A new program aimed at helping people with dementia live well at home is showing promising results and could change dementia care in Australia.

University of Sydney and Flinders University researchers brought Care of People with dementia in their Environments (COPE), a US program, to Australia and partnered with 17 organisations across NSW and SA to see if the program proved effective for the many different services that work with people with dementia in Australia.

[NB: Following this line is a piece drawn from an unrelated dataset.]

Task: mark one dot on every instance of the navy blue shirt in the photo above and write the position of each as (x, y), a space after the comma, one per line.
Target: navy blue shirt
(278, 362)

“The fact is that 75 per cent of people living with dementia in Australia live at home. Many want to continue to do so, but with care provided by family and difficulties accessing support, most struggle,” said Professor Lindy Clemson from the University of Sydney’s Faculty of Medicine and Health and Charles Perkins Centre.

“We know from the Royal Commission that people want services that help them to remain independent. These are known as reablement programs but until now Australians have not had access to evidence-backed services,” said Clemson.

The COPE program is a multi-visit tailored intervention for people with mild to moderate dementia. Trained occupational therapists and nurses provide families with skills to manage challenging care problems at home. The program also trains family members to better provide specialised care to loved ones.

Over a four-year period, the research found that people with dementia were more engaged in activities as a result of the intervention. Carers also reported higher levels of wellbeing including greater ability to manage day-to-day caregiving and understand their loved one’s behaviour.

“The unique difference with the COPE program is its equal focus on supporting the family just as much as the person with dementia,” said Associate Professor Kate Laver, co-lead investigator from Flinders University.

“This helps address feelings of stress and overload on both sides, and research suggests this kind of program is much more effective than pharmacological treatments for dementia.

“Sometimes it could be as simple as adapting the person’s daily routine or changing the way that the family respond to particular situations but the change you will see can be tremendous. For example, changing someone’s daily routine so that they are more relaxed in the evening and sleep better overnight can be very beneficial for family members.”

The research suggests that, in the long run, COPE could have positive economic implications for the health system by delaying hospitalisations and entry into residential aged care among other savings.

However, lack of funding could initially hamper uptake.

“At the moment, our analysis shows the costs are mostly borne by the person with dementia and their family. There needs to be policy change and financial incentives for families to be involved in these programs,” said Laver.